Wie weit geht der Datenauskunftsanspruch gem. Art. 15 DSGVO im Arbeitsrecht?
In der bereits länger schon währenden Diskussion über den Datenauskunftsanspruch hat der BGH in einem Grundsatzurteil vom 15.6.2021 (VI ZR 576/19) dankenswerter Weise nun die Reichweite des Begriffs der „personenbezogenen Daten“ aus Art. 4 Nr. 1 DSGVO geklärt. Hieraus leitet sich nämlich ab, wie weit das „Recht auf Kopie“ aus Art. 15 Abs. 3 DSGVO reicht.
Da die DSGVO gem. Art. 288 Abs. 2 AEUV unmittelbar geltendes EU-Recht ist, gelten diese Ausführungen auch für das Arbeitsrecht. Der BGH schließt sich dabei der Rechtsprechung des 20. Zivilsenats des OLG Köln an (vgl. DuD 2019, S. 797–799 mit Anm. Riemer). Auch dieses hatte zuvor bereits zutreffend ausgeführt, dass der Begriff der „personenbezogenen Daten“ vom EU-Verordnungsgeber und in der EUGH-Rechtsprechung so gewollt weit zu verstehen ist.

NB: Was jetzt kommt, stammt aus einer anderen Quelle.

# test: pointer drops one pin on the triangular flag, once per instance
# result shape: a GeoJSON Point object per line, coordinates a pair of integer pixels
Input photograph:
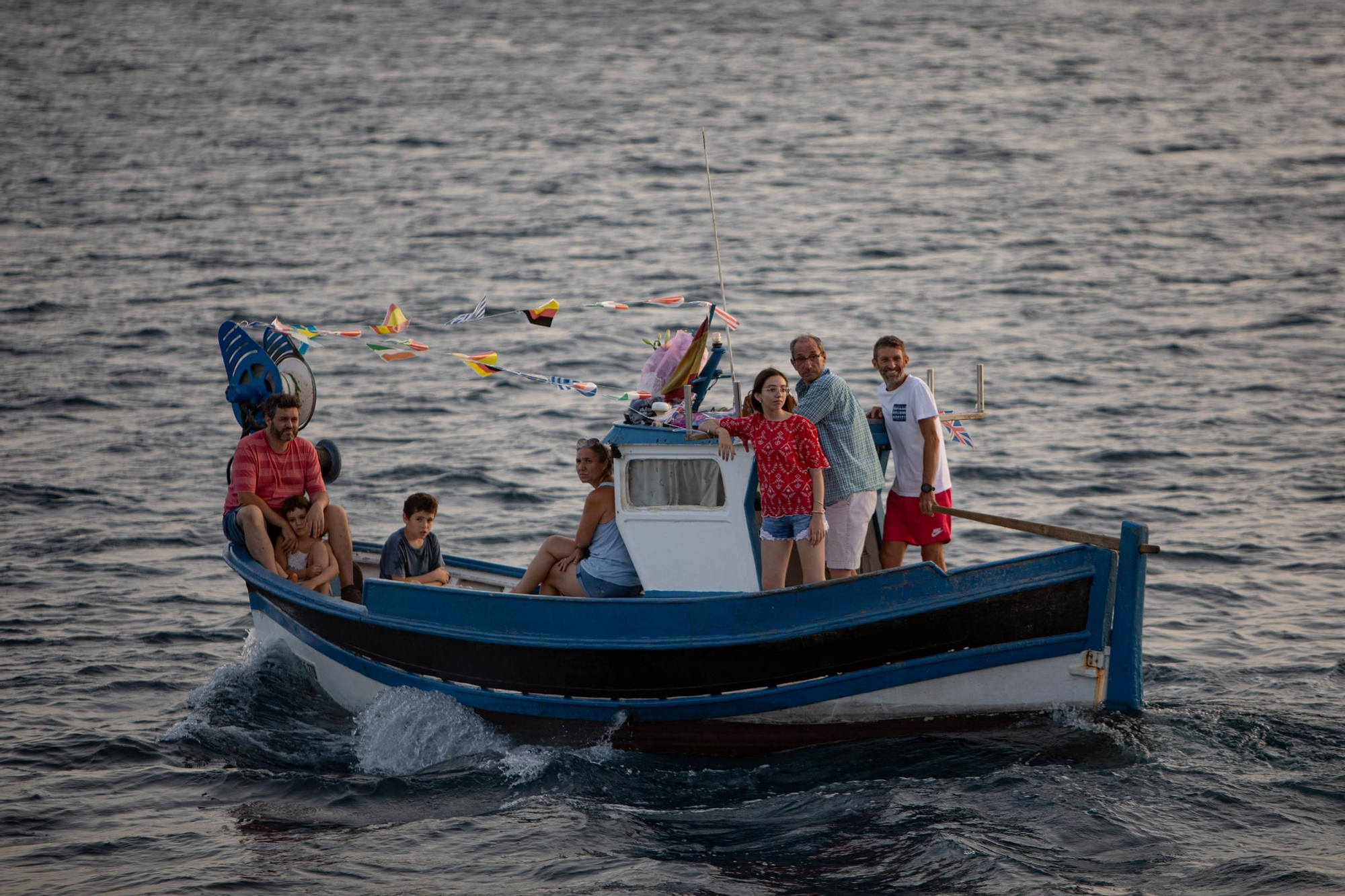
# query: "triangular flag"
{"type": "Point", "coordinates": [477, 314]}
{"type": "Point", "coordinates": [392, 353]}
{"type": "Point", "coordinates": [393, 322]}
{"type": "Point", "coordinates": [481, 364]}
{"type": "Point", "coordinates": [730, 321]}
{"type": "Point", "coordinates": [543, 317]}
{"type": "Point", "coordinates": [691, 364]}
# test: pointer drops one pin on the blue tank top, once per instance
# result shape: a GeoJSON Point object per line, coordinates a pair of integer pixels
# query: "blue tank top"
{"type": "Point", "coordinates": [609, 557]}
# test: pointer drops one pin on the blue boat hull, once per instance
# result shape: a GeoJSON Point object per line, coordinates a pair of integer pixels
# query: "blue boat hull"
{"type": "Point", "coordinates": [891, 650]}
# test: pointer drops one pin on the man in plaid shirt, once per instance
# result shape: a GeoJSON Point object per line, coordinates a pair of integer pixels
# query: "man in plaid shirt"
{"type": "Point", "coordinates": [853, 481]}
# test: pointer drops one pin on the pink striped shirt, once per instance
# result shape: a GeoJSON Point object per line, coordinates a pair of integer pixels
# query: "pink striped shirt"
{"type": "Point", "coordinates": [271, 477]}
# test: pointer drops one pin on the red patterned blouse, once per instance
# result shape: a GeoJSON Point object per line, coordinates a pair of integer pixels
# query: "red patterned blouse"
{"type": "Point", "coordinates": [786, 451]}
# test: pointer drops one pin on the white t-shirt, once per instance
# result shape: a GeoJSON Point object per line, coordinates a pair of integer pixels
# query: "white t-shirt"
{"type": "Point", "coordinates": [903, 411]}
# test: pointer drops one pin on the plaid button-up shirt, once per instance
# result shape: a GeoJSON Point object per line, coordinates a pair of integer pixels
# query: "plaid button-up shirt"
{"type": "Point", "coordinates": [844, 434]}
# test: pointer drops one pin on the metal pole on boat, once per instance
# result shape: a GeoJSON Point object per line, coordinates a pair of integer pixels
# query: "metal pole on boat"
{"type": "Point", "coordinates": [724, 300]}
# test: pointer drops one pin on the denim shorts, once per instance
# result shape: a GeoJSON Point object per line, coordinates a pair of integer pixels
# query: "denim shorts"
{"type": "Point", "coordinates": [787, 528]}
{"type": "Point", "coordinates": [595, 587]}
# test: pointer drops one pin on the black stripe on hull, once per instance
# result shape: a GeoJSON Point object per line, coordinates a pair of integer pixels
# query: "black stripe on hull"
{"type": "Point", "coordinates": [1051, 610]}
{"type": "Point", "coordinates": [719, 737]}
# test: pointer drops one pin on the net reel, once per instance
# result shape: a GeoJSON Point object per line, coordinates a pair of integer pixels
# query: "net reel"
{"type": "Point", "coordinates": [259, 372]}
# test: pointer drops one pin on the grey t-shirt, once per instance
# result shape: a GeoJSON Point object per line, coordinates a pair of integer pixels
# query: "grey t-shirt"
{"type": "Point", "coordinates": [403, 561]}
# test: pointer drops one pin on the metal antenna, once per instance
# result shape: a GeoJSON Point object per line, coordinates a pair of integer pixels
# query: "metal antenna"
{"type": "Point", "coordinates": [724, 300]}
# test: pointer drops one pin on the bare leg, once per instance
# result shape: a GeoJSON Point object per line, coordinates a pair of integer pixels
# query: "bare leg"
{"type": "Point", "coordinates": [338, 537]}
{"type": "Point", "coordinates": [552, 551]}
{"type": "Point", "coordinates": [775, 561]}
{"type": "Point", "coordinates": [259, 545]}
{"type": "Point", "coordinates": [564, 583]}
{"type": "Point", "coordinates": [812, 559]}
{"type": "Point", "coordinates": [891, 553]}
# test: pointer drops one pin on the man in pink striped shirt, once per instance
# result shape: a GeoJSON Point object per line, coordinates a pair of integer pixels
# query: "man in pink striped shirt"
{"type": "Point", "coordinates": [271, 466]}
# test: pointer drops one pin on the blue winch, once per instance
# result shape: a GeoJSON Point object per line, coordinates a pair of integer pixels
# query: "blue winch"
{"type": "Point", "coordinates": [259, 372]}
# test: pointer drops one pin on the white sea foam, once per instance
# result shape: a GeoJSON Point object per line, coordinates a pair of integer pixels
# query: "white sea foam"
{"type": "Point", "coordinates": [406, 731]}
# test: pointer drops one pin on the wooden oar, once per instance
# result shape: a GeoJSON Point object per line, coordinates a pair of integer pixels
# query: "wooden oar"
{"type": "Point", "coordinates": [1110, 542]}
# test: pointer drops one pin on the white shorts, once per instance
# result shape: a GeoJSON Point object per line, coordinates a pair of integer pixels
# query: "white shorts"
{"type": "Point", "coordinates": [849, 521]}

Zutreffend führt der BGH auch aus, dass an das Auskunftsverlangen nur geringe Anforderungen zu stellen sind. Die betroffenen Personen brauchen nicht im Einzelnen zu spezifizieren, für welche konkreten Daten sie sich interessieren, was in der Praxis auch daran scheitern dürfte, dass sie schließlich keine Einblicke in die internen Datenverarbeitungsstrukturen der verantwortlichen Stellen haben. Dementsprechend genügt es zunächst, wenn das Auskunftsverlangen eine „vollständige Datenauskunft“ fordert.

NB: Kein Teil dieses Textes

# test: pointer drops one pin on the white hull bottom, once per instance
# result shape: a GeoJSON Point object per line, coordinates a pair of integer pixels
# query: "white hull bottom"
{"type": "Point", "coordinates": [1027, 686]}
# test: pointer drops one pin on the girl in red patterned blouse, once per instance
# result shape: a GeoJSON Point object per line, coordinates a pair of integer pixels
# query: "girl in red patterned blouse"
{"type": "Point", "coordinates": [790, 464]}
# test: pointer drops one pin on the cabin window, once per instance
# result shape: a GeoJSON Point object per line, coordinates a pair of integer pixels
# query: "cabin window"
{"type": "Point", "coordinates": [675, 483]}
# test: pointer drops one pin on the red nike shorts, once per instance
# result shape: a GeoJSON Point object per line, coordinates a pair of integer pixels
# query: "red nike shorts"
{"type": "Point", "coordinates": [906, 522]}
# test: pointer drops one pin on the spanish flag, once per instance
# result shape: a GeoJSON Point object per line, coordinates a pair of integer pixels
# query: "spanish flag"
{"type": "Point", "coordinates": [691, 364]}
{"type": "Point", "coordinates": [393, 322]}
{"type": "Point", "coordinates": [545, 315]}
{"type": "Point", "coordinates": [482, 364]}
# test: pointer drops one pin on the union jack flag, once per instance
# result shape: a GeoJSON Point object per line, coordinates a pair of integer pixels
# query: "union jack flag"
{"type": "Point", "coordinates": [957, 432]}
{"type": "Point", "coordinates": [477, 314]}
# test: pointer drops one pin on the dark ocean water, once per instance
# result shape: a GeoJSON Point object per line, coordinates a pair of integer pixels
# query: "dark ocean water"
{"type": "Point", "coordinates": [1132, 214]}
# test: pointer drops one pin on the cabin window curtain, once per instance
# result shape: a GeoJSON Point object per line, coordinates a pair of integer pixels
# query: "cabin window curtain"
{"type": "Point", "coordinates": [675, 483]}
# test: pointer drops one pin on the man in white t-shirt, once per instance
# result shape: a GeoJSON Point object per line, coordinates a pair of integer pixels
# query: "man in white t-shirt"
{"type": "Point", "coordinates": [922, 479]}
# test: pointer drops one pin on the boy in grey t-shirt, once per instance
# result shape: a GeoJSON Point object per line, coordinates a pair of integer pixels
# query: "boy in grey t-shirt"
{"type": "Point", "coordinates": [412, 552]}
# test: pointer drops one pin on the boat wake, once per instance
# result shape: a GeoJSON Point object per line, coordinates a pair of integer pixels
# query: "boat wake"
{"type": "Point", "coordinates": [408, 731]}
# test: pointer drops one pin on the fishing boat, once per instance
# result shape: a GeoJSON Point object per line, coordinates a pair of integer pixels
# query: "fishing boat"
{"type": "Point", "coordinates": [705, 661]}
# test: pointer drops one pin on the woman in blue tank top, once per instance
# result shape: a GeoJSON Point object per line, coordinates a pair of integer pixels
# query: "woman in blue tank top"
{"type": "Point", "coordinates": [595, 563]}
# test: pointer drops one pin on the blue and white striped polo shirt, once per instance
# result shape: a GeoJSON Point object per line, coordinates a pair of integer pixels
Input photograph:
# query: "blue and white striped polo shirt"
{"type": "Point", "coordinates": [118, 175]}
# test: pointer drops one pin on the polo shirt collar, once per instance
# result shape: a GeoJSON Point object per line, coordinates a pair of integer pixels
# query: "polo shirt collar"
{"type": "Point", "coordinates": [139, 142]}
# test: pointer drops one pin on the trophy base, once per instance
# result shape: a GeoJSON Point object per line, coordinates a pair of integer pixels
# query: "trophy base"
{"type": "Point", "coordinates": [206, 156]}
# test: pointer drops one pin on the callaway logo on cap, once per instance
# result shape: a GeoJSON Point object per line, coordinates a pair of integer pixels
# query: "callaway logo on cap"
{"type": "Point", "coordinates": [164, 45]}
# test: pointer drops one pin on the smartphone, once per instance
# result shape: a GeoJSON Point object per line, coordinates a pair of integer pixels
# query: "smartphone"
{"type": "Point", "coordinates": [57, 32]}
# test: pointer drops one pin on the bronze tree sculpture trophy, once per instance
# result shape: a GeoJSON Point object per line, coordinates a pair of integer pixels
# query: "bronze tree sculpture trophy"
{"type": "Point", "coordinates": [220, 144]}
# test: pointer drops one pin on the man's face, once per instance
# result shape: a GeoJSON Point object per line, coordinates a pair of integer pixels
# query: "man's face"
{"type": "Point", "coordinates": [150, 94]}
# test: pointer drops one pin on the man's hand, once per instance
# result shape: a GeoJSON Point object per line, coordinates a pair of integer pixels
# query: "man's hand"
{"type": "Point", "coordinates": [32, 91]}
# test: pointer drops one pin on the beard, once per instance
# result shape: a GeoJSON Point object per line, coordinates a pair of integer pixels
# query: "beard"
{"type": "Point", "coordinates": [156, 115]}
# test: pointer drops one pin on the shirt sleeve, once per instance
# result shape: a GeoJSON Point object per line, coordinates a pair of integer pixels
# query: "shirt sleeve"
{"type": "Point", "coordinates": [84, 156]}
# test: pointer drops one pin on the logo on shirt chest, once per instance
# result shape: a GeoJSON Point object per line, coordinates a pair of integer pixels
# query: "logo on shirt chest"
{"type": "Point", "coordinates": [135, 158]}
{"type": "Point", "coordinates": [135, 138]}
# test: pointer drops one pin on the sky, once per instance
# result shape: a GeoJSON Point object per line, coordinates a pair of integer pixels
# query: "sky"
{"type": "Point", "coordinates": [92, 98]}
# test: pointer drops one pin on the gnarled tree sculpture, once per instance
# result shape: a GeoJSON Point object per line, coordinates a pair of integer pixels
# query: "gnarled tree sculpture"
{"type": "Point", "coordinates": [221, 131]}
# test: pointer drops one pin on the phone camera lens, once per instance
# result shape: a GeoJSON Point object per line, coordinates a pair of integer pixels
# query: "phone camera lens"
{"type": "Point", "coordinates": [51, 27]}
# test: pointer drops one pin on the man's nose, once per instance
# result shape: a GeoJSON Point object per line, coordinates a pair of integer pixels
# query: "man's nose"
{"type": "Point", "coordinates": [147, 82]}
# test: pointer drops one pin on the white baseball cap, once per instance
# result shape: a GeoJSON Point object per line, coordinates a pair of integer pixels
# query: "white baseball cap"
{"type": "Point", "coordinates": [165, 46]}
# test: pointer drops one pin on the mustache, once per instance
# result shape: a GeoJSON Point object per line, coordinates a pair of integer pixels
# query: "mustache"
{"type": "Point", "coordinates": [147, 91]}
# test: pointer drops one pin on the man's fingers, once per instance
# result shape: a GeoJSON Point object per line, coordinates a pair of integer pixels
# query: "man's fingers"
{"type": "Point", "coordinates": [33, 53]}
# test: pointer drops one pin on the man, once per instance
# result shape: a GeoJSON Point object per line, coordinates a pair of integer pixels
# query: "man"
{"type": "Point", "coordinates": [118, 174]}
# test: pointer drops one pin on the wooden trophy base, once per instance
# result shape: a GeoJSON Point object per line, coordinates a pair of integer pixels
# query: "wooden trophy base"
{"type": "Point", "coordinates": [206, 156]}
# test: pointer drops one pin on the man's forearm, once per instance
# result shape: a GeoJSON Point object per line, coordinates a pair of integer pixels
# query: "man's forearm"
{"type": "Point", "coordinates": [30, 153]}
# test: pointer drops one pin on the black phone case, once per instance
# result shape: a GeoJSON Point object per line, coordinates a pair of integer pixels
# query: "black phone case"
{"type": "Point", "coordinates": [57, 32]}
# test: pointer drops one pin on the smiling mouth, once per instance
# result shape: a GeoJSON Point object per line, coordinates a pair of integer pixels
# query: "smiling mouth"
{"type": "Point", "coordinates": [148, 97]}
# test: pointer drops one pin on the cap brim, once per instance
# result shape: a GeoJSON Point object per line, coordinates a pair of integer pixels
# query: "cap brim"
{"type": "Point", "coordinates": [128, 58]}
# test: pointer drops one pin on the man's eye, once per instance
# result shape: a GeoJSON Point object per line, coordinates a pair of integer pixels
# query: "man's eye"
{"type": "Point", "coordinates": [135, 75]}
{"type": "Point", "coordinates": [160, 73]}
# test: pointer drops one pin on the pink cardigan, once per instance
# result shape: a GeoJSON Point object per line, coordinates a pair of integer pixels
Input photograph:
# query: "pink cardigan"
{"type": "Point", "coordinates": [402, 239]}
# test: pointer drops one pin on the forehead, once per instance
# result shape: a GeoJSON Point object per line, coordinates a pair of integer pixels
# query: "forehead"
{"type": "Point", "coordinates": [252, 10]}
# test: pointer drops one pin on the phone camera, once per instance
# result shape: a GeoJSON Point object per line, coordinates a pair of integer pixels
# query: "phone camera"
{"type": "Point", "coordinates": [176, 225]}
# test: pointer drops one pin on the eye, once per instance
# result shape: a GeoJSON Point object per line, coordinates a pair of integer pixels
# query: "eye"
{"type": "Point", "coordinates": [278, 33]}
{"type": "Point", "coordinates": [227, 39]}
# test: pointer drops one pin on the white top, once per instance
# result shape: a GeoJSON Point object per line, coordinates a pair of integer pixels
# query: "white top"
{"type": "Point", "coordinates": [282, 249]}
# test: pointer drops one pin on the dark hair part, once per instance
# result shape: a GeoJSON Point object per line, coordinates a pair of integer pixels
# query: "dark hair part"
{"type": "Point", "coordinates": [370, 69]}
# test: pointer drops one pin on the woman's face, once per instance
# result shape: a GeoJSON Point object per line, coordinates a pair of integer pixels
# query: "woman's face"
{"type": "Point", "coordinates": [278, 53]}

In Teilen der Literatur und der unterinstanzlichen Rechtsprechung besteht zwar eine unüberhörbare Aversion dagegen, dass der Datenauskunftsanspruch eine disruptive Wirkung auf den zivilprozessualen Grundsatz der abgestuften Darlegungs- und Beweislastverteilung entfaltet, da er nun aufgrund seiner tatbestandlichen Weite Elemente in den deutschen Zivilprozess einführt, die als pre-trial-discovery aus dem US-amerikanischen Prozessrecht bekannt sind und von der herrschenden Zivilprozesslehre in Deutschlang nach wie vor abgelehnt werden.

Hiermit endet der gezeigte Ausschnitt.